The initial singularity is a singularity predicted by some models of the Big Bang theory to have existed before the Big Bang and thought to have contained all the energy and spacetime of the Universe. The instant immediately following the initial singularity is part of the Planck epoch, the earliest period of time in the history of our universe.

Traditional models of our Universe

The use of only general relativity to predict what happened in the beginnings of the Universe has been heavily criticized, as quantum mechanics becomes a significant factor in the high-energy environment of the earliest Universe, and general relativity on its own fails to make accurate predictions. In response to the inaccuracy of considering only general relativity, as in the traditional model of the Big Bang, alternative theoretical formulations for the beginning of the Universe have been proposed, including a string theory-based model in which two branes, enormous membranes much larger than the Universe, collided, creating mass and energy.

Although there is no direct evidence for a singularity of infinite density, the cosmic microwave background is evidence that the universe expanded from a very hot, dense state.
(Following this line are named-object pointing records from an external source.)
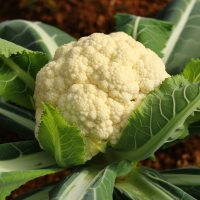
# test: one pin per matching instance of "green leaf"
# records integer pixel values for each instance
(36, 36)
(17, 120)
(42, 193)
(10, 181)
(188, 179)
(151, 32)
(61, 139)
(192, 71)
(26, 155)
(159, 118)
(90, 183)
(18, 69)
(146, 184)
(183, 42)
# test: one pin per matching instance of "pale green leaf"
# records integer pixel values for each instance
(36, 36)
(151, 32)
(90, 183)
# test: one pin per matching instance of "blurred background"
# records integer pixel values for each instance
(78, 17)
(83, 17)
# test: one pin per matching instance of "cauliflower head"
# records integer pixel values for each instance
(97, 81)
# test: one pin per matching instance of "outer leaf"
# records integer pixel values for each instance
(19, 156)
(90, 183)
(36, 36)
(183, 43)
(42, 193)
(192, 71)
(16, 119)
(187, 179)
(62, 140)
(147, 184)
(10, 181)
(18, 68)
(157, 119)
(152, 33)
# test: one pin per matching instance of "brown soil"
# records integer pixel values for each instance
(78, 17)
(81, 18)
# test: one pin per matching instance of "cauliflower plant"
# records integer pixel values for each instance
(97, 81)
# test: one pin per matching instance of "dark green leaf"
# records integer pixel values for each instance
(192, 71)
(146, 184)
(159, 119)
(151, 32)
(18, 69)
(183, 43)
(17, 120)
(90, 183)
(62, 140)
(188, 179)
(36, 36)
(26, 155)
(10, 181)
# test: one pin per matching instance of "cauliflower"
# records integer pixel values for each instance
(97, 81)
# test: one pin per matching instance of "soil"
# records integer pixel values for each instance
(80, 18)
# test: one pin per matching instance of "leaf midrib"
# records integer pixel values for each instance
(144, 151)
(172, 41)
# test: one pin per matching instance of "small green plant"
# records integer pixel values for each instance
(164, 115)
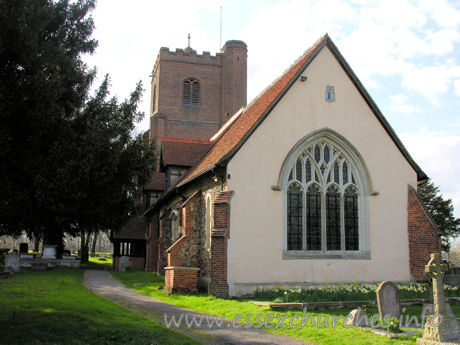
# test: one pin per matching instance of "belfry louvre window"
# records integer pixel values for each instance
(324, 192)
(191, 92)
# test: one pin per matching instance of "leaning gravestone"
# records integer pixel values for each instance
(49, 252)
(124, 263)
(12, 263)
(23, 248)
(442, 327)
(388, 300)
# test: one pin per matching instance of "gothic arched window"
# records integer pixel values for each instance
(175, 233)
(191, 92)
(326, 200)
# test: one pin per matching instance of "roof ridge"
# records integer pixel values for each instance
(197, 170)
(306, 51)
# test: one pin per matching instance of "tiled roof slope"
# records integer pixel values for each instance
(133, 229)
(183, 152)
(237, 133)
(249, 118)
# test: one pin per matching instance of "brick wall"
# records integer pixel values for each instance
(151, 257)
(181, 279)
(223, 89)
(218, 285)
(423, 235)
(135, 262)
(184, 254)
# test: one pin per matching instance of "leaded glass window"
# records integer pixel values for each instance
(351, 218)
(313, 215)
(295, 210)
(191, 92)
(333, 218)
(323, 200)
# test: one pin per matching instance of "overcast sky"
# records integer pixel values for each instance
(406, 53)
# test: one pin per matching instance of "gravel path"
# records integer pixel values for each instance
(103, 284)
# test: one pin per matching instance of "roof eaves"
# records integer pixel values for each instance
(174, 190)
(375, 109)
(224, 160)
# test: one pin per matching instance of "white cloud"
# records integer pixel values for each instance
(438, 154)
(406, 40)
(457, 87)
(431, 81)
(401, 105)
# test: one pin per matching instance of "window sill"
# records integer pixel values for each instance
(298, 254)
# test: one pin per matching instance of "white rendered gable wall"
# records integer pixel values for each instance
(255, 248)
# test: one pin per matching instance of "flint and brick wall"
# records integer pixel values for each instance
(423, 235)
(152, 248)
(181, 274)
(181, 279)
(218, 285)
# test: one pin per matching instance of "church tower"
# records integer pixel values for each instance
(193, 95)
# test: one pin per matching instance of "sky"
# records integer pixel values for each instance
(406, 53)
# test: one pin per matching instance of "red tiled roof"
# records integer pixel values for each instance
(250, 116)
(223, 197)
(183, 152)
(156, 183)
(237, 132)
(133, 229)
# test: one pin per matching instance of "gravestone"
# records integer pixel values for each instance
(442, 327)
(23, 248)
(388, 300)
(49, 252)
(12, 263)
(124, 264)
(357, 318)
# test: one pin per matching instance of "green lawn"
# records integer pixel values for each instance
(54, 307)
(151, 284)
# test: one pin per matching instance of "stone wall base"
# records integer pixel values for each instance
(181, 279)
(134, 262)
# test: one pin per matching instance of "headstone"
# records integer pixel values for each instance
(49, 252)
(23, 248)
(388, 300)
(123, 263)
(12, 263)
(357, 318)
(441, 327)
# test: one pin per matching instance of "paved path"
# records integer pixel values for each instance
(102, 283)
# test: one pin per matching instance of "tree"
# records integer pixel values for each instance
(106, 163)
(69, 163)
(43, 81)
(442, 212)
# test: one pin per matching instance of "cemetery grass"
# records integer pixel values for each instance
(54, 307)
(150, 284)
(96, 263)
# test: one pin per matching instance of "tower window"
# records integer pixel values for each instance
(191, 92)
(330, 94)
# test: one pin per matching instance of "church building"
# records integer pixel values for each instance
(307, 184)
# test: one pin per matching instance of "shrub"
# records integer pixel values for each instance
(344, 292)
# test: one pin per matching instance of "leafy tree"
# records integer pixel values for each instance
(442, 212)
(107, 164)
(43, 82)
(68, 162)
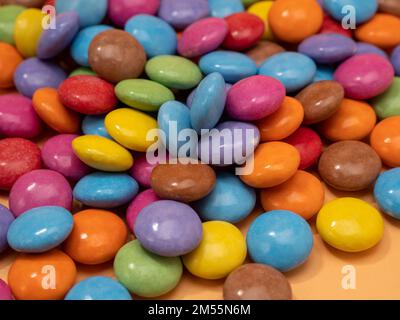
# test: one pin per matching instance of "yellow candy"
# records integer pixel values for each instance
(102, 153)
(222, 250)
(350, 224)
(261, 9)
(27, 31)
(130, 127)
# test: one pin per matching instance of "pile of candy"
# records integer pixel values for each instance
(103, 74)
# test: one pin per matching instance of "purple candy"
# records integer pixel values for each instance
(40, 188)
(328, 47)
(54, 41)
(18, 117)
(33, 74)
(168, 228)
(58, 155)
(182, 13)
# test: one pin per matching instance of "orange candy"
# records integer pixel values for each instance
(294, 20)
(45, 276)
(96, 237)
(383, 30)
(354, 120)
(281, 124)
(9, 61)
(303, 194)
(385, 139)
(48, 106)
(274, 163)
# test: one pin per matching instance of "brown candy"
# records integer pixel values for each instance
(349, 165)
(184, 183)
(257, 282)
(115, 55)
(320, 100)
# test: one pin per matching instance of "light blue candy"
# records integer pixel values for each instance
(105, 190)
(224, 8)
(233, 66)
(80, 45)
(94, 125)
(90, 12)
(280, 239)
(40, 229)
(294, 70)
(208, 102)
(155, 35)
(363, 9)
(387, 192)
(98, 288)
(230, 200)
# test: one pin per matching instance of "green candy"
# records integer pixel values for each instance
(388, 103)
(174, 72)
(145, 95)
(144, 273)
(8, 14)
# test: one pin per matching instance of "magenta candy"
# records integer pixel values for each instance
(18, 118)
(58, 155)
(142, 200)
(255, 98)
(202, 37)
(365, 76)
(40, 188)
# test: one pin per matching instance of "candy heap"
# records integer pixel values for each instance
(82, 89)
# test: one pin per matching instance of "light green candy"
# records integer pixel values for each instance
(173, 72)
(388, 103)
(8, 14)
(143, 94)
(144, 273)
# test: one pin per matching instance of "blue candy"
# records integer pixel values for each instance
(40, 229)
(230, 200)
(98, 288)
(280, 239)
(294, 70)
(155, 35)
(105, 190)
(233, 66)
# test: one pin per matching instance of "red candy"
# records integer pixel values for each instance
(17, 157)
(87, 95)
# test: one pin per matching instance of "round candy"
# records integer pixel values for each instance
(87, 95)
(18, 117)
(349, 165)
(294, 20)
(280, 239)
(254, 98)
(257, 282)
(385, 139)
(98, 288)
(105, 190)
(102, 153)
(302, 194)
(182, 182)
(144, 273)
(40, 229)
(115, 55)
(45, 276)
(33, 74)
(274, 163)
(233, 66)
(96, 237)
(222, 250)
(350, 224)
(230, 200)
(386, 192)
(354, 120)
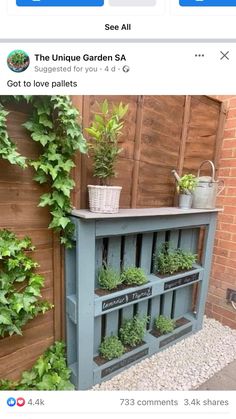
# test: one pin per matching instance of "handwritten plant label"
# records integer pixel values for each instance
(174, 283)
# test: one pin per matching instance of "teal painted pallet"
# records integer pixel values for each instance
(130, 238)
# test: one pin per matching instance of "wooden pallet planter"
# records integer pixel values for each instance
(126, 239)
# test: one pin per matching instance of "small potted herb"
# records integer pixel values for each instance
(111, 347)
(164, 324)
(105, 130)
(132, 331)
(186, 185)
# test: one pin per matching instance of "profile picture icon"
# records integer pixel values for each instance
(18, 61)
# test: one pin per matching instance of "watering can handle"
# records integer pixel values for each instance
(221, 187)
(212, 166)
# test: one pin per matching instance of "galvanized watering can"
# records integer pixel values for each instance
(208, 189)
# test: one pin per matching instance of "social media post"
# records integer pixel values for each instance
(93, 19)
(85, 68)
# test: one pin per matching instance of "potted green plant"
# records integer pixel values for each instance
(185, 188)
(111, 347)
(132, 331)
(105, 131)
(164, 324)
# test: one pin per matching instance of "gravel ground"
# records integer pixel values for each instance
(183, 366)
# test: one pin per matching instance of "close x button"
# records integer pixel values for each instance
(207, 3)
(59, 3)
(224, 55)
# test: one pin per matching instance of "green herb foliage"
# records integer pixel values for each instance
(108, 278)
(134, 276)
(168, 260)
(48, 373)
(20, 286)
(54, 125)
(111, 348)
(164, 324)
(132, 331)
(105, 130)
(187, 184)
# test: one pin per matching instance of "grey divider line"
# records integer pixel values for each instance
(119, 40)
(206, 262)
(85, 268)
(130, 3)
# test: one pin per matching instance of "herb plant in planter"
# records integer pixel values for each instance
(111, 347)
(134, 276)
(164, 324)
(105, 131)
(168, 260)
(132, 331)
(108, 278)
(185, 188)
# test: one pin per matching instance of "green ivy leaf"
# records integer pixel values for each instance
(45, 199)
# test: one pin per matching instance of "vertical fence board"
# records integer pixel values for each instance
(97, 334)
(174, 238)
(114, 247)
(98, 261)
(154, 311)
(167, 304)
(130, 251)
(112, 323)
(146, 252)
(127, 313)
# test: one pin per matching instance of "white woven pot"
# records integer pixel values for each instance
(104, 199)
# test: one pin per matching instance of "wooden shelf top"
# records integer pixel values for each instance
(140, 212)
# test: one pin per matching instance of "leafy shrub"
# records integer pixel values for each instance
(111, 347)
(164, 324)
(48, 373)
(187, 184)
(108, 278)
(20, 286)
(132, 331)
(134, 276)
(168, 260)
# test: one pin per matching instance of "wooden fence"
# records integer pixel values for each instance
(161, 133)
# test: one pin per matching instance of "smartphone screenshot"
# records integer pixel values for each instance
(117, 209)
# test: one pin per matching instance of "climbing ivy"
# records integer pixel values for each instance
(20, 286)
(54, 124)
(49, 372)
(8, 149)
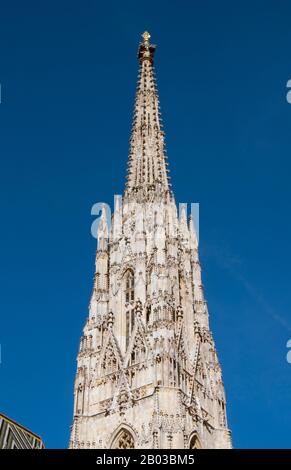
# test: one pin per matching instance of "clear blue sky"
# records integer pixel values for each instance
(68, 71)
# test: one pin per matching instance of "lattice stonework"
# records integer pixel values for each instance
(124, 440)
(148, 361)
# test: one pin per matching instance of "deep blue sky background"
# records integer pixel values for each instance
(68, 71)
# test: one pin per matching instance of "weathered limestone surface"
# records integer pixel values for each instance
(148, 375)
Alternatives to the singularity
Various new models of what preceded and caused the Big Bang have been proposed as a result of the problems created by quantum mechanics. One model, using loop quantum gravity, aims to explain the beginnings of the Universe through a series of Big Bounces, in which quantum fluctuations cause the Universe to expand. This procreation also predicts a cyclic model of universes, with a new universe being created after an old one is destroyed, each with different physical constants. 

Another procreation based on M-theory and observations of the cosmic microwave background (CMB), states that the Universe is but one of many in a multiverse, and has budded off from another universe as a result of quantum fluctuations, as opposed to our Universe being all that exists.